1 Quando era pequenino vivia em meu reino na casa de meu Pai

2 e na opulência e abundância de meus educadores encontrava meu prazer

3 quando meus pais me equiparam e enviaram desde o Oriente, minha pátria

4 Das riquezas de nosso tesouro me prepararam um enxoval pequeno,

5 mas valioso e leve para que eu mesmo o transportasse.

6 Ouro da casa dos deuses, prata dos grandes tesouros,

7 rubis da Índia, ágatas do reino de Kushan.

8 Me cingiram um diamante que pode talhar o ferro.

9 Me retiraram o vestido brilhante que eles amorosamente haviam feito para mim

10 e a toga púrpura que havia sido confeccionada para meu tamanho

11 Fizeram um pacto comigo e escreveram em meu coração, para que não o esquecesse, isto:

12 ”Se desces ao Egito e te apoderas da pérola única

13 que se encontra no fundo do mar na morada da serpente que faz espuma

14 vestirás de novo o vestido resplandecente e a toga que descansa sobre ele

15 e serás herdeiro de nosso reino com teu irmão, o mais próximo a nosso nível.

16 Abandonei Oriente e desci acompanhado de dois guias

17 pois o caminho era perigoso e difícil e era muito jovem para viajar.

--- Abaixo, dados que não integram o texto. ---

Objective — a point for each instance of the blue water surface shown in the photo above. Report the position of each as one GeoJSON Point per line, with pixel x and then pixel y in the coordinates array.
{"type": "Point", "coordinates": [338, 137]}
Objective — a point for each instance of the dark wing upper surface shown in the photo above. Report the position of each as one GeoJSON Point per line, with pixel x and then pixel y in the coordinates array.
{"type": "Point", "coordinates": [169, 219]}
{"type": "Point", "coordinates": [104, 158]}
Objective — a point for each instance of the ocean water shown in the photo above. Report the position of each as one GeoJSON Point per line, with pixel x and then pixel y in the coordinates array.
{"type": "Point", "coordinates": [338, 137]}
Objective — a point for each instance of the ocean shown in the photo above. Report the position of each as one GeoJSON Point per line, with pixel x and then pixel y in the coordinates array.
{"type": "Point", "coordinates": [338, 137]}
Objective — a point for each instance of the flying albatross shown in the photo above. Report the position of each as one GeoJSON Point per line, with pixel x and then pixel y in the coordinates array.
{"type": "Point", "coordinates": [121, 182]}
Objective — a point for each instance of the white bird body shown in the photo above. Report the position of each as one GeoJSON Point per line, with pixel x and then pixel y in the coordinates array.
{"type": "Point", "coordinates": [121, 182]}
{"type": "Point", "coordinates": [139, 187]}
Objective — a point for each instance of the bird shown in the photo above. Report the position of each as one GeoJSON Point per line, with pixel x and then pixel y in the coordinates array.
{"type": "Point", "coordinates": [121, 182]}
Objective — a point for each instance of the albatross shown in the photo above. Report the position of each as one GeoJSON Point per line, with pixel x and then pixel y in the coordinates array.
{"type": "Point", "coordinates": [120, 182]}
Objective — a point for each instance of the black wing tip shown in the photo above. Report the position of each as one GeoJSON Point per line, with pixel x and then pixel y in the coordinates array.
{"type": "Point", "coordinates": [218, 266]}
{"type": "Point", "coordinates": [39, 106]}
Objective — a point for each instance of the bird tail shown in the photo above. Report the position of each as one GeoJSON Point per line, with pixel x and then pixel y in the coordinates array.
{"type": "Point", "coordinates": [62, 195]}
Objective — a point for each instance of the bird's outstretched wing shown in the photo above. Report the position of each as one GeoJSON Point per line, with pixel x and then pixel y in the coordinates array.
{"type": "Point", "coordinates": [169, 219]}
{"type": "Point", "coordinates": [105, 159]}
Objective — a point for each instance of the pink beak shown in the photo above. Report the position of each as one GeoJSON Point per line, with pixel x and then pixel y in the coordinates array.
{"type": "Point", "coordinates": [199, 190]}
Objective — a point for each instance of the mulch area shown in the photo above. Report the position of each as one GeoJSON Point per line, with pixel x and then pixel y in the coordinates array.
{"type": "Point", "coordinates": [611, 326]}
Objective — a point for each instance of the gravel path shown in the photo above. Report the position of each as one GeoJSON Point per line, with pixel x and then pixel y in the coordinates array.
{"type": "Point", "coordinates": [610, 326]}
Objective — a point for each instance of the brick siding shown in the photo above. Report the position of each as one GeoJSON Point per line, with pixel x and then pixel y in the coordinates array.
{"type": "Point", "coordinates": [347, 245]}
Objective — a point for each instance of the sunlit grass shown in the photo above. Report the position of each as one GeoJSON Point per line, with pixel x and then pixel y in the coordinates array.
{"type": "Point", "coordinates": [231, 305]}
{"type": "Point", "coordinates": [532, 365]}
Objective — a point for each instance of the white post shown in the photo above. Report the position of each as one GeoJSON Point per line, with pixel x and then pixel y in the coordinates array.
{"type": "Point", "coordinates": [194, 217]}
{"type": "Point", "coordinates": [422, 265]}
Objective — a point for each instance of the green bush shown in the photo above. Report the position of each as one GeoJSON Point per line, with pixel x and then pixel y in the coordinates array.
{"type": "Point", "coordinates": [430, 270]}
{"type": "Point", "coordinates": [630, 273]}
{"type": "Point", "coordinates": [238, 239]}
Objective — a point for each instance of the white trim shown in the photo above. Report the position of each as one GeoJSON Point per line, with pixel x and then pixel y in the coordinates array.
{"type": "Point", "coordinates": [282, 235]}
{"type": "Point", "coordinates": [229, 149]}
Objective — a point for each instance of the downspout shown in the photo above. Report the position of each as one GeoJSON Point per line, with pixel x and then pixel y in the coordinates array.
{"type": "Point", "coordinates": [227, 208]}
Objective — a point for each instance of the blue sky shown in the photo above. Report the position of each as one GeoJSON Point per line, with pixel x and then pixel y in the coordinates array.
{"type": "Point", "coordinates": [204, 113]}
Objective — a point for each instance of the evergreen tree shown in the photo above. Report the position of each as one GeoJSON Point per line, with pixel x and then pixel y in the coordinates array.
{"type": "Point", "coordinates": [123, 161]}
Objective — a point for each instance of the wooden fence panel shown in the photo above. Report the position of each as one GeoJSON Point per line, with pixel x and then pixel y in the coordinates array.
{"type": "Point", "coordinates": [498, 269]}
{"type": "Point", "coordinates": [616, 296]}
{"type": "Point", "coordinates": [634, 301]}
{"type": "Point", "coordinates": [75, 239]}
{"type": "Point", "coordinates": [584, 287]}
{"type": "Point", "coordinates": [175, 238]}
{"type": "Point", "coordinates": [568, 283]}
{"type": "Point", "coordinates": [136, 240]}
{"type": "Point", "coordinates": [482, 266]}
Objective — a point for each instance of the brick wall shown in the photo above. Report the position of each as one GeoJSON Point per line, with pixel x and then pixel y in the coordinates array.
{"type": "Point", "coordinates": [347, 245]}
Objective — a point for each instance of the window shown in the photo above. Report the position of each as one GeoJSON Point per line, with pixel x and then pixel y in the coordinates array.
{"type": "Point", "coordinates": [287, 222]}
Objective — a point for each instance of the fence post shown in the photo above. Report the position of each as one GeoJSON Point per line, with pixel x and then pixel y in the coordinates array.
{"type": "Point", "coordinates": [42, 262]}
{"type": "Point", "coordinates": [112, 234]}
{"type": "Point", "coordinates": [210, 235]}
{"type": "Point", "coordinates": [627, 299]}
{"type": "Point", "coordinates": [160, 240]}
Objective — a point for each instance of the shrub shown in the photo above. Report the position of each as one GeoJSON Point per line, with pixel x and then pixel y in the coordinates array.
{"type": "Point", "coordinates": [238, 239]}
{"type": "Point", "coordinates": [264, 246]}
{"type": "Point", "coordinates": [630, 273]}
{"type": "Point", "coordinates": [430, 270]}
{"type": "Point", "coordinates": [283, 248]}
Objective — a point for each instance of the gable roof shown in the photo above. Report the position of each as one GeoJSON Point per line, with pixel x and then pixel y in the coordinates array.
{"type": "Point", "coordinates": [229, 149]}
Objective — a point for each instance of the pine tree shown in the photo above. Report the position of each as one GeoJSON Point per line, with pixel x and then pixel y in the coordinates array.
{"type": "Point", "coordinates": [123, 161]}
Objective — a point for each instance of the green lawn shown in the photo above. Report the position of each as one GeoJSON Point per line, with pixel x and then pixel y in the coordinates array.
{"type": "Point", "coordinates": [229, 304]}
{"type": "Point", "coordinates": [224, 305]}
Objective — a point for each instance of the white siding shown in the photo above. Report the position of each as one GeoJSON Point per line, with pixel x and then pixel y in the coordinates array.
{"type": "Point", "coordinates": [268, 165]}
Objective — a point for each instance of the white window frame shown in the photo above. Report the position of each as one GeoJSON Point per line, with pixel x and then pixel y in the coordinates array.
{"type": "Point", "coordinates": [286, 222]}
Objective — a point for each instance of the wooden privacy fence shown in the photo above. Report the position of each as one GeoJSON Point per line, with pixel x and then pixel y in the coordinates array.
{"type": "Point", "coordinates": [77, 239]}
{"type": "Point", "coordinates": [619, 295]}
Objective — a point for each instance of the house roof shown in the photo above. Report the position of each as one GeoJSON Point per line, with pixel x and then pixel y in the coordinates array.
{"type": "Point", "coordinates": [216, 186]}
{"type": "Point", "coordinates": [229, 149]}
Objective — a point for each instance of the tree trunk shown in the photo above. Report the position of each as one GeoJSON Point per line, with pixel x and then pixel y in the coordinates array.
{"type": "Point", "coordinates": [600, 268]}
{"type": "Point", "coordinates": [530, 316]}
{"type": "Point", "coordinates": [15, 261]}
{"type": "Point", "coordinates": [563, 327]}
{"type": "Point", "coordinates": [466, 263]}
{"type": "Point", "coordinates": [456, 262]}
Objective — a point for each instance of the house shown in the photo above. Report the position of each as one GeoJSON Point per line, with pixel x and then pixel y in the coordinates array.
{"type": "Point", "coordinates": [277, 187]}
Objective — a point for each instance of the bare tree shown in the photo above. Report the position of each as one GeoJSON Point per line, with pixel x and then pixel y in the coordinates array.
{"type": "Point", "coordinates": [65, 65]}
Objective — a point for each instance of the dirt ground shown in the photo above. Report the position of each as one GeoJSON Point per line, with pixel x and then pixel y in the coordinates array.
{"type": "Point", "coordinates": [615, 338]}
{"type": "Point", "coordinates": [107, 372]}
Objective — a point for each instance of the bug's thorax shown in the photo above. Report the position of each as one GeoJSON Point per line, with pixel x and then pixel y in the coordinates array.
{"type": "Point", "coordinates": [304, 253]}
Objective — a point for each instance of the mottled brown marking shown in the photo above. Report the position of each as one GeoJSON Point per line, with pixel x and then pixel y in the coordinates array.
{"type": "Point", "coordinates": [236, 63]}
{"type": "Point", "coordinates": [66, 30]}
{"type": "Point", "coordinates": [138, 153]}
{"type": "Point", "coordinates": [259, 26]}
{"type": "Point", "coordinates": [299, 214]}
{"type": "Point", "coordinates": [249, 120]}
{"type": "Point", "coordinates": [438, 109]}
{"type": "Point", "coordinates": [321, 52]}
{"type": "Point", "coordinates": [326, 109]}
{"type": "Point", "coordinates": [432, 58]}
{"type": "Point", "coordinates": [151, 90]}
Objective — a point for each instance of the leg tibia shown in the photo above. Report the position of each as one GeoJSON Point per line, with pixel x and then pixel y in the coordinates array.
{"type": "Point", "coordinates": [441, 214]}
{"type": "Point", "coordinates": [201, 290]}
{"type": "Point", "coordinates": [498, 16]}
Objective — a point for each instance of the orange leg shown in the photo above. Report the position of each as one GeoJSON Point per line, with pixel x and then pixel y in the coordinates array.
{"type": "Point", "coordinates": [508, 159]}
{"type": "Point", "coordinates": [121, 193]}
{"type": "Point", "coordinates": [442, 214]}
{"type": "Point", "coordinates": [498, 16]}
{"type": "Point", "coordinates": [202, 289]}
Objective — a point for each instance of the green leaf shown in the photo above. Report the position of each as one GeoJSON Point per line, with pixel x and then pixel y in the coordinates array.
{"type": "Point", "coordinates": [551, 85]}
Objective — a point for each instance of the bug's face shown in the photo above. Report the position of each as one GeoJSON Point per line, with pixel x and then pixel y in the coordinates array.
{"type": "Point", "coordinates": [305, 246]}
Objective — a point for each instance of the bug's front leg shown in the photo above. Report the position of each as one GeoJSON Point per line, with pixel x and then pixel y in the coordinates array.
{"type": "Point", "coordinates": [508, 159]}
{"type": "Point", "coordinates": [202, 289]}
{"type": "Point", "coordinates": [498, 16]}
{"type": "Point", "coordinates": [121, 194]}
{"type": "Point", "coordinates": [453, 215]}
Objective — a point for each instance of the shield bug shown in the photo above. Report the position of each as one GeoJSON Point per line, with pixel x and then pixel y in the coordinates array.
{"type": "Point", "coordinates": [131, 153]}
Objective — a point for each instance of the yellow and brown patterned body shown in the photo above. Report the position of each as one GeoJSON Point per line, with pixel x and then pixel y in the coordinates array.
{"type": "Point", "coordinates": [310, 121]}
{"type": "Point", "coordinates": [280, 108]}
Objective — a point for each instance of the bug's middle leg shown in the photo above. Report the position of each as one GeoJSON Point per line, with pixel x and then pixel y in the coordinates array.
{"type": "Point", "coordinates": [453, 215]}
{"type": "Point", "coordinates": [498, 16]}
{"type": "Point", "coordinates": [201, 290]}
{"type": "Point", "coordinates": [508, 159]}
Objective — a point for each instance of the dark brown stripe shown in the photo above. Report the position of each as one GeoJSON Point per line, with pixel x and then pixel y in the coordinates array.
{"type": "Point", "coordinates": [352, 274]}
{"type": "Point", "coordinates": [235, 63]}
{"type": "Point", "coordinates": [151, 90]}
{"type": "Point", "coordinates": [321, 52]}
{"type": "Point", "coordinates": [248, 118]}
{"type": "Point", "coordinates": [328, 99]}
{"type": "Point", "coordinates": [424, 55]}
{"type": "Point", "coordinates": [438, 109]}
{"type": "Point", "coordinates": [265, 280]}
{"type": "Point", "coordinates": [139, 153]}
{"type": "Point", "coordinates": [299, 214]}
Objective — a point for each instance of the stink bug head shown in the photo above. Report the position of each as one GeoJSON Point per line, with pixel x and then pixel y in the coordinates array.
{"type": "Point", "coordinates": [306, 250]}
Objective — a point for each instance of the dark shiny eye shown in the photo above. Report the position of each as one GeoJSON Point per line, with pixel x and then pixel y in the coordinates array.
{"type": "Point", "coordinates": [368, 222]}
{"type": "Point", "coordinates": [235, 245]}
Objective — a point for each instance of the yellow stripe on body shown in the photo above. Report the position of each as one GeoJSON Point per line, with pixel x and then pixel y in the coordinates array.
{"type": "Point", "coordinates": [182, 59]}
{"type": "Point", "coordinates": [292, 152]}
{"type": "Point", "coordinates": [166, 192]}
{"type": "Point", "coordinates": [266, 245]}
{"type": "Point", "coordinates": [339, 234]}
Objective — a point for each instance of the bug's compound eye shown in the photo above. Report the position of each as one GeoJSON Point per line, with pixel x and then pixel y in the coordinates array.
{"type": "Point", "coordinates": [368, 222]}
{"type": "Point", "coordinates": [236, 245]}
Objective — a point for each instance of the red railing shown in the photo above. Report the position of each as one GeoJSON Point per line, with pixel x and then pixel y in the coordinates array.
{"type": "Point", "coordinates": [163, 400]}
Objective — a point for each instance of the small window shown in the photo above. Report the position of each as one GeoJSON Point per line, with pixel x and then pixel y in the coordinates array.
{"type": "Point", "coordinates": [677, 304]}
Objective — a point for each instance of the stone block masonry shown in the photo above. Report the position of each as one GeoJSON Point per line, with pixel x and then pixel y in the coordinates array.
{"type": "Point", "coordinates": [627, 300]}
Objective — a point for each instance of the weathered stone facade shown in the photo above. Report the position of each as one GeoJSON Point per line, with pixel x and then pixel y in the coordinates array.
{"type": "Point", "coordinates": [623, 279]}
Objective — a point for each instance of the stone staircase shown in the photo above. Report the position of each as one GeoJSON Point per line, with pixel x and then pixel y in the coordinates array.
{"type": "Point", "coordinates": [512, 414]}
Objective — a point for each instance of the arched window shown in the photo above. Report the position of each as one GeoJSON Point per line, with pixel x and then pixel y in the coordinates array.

18 Atravessei a região de Messena, o lugar de reunião dos mercadores do Oriente,

19 e alcancei a terra de Babel e penetrei no recinto de Sarbuj.

20 Cheguei ao Egito e meus companheiros me abandonaram.

21 Me dirigi diretamente à serpente e morei próximo de seu albergue

22 esperando que o sono a tomasse e dormisse e assim poder conseguir a pérola.

23 E quando estava absolutamente só, estrangeiro naquele país estranho,

24 vi um de minha raça, um homem livre, um oriental,

25 jovem, formoso e favorecido,

26 um filho de nobres, e chegou e se relacionou comigo

27 e o disse meu amigo íntimo, um companheiro a quem confiar meu segredo.

28 O adverti contra os egípcios e contra a sociedade dos impuros.

29 E me vesti com seus disfarces para que não suspeitassem que havia vindo de longe

30 para tirar-lhes a pérola e impedir que excitassem a serpente contra mim.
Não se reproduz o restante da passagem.